Voigtlander · Compact · —
Voigtlander Vito CD
Picture a tourist in 1963, standing on a bridge over the Rhine, holding a small chrome and black 35mm camera at chest height while a needle wobbles in a little window on top. That is the Vito CD doing its one job. Voigtlander built it for the person who wanted a German-made camera that did the thinking, pointed it at the scene, matched the needle, and pressed the button.
It is a fixed-lens viewfinder compact, not a rangefinder, so focusing is by guess. You set the distance on the lens scale by estimating it, and you accept that there is no patch and no split image to confirm you got it right. The finder is a bright reverse-Galilean window with frame lines, clean and simple, and there is no focusing aid in it at all.

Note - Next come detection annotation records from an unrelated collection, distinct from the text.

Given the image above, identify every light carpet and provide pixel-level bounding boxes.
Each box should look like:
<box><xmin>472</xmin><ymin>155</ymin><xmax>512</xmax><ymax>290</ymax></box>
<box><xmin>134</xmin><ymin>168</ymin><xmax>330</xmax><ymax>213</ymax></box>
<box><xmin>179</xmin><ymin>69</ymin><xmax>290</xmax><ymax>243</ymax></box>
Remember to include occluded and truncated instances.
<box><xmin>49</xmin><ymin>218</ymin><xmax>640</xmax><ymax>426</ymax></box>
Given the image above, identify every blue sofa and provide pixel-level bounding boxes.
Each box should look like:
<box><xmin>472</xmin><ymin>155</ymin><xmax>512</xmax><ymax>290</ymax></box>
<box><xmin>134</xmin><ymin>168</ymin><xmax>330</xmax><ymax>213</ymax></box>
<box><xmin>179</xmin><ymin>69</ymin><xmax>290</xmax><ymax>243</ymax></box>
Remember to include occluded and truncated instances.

That trips up people who expect a rangefinder patch. You estimate, you stop down a little for safety, and the leaf shutter does the rest.
That shutter is the good part. It is a leaf unit running from a full second down to about 1/500 at the top, and because the blades sit in the lens it syncs flash at every speed. There is no mirror, so the camera is dead quiet and there is nothing to slap. You hear a soft click and a faint clockwork whir, and that is it. Loading is ordinary back-door 35mm, the body is solid for its size, and it carries the dense, machined feel that Voigtlander put into its postwar compacts.

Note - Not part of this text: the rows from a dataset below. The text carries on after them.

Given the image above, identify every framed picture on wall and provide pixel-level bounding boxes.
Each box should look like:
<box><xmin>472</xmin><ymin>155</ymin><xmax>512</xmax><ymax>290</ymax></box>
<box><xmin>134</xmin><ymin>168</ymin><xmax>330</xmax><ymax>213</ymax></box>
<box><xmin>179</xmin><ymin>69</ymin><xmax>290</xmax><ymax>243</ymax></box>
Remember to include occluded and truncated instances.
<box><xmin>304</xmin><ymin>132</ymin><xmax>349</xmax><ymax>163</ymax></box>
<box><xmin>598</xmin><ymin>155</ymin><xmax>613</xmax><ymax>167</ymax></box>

The honest weakness is the meter. The Vito CD reads through a selenium cell, the kind that needs no battery and ages badly. Sixty years on, a lot of these cells have drifted slow or gone dead, and a dead selenium meter cannot be revived. It just sits there. This is exactly the body to pair with a phone meter. An incident or spot reading from the Zone Light Meter app stands in for the cell that finally quit, and because the leaf shutter flash-syncs across the whole range, a daylight-fill reading you take in the app drops straight onto any speed you like.
Today these go cheap. People who shop them now line them up against the Olympus Trip 35, which is worth saying plainly is a later camera (it arrived in 1968, after the Vito CD's run had ended), so the comparison is a used-shelf one and not a period rivalry. The Trip gets more attention because its meter is more famous, but the Vito CD has the better build and that quiet leaf shutter. Buy one with a working cell if you can, accept a dead one if the price is right, and meter it yourself. A guess-focus compact with a clean lens and a healthy shutter still earns its keep on a strap.
How the app handles this body
- Metering: Take an incident or spot reading in the app and place your shadows on a chosen zone, then dial that exposure in. On a body with no meter, or one whose cell has drifted with age, the app is the meter you trust.
- Leaf shutter: The shutter sits in the lens, so it syncs flash at every speed instead of topping out at a body X-sync. Daylight fill stays open at any aperture, and the app's shutter ladder covers the leaf range.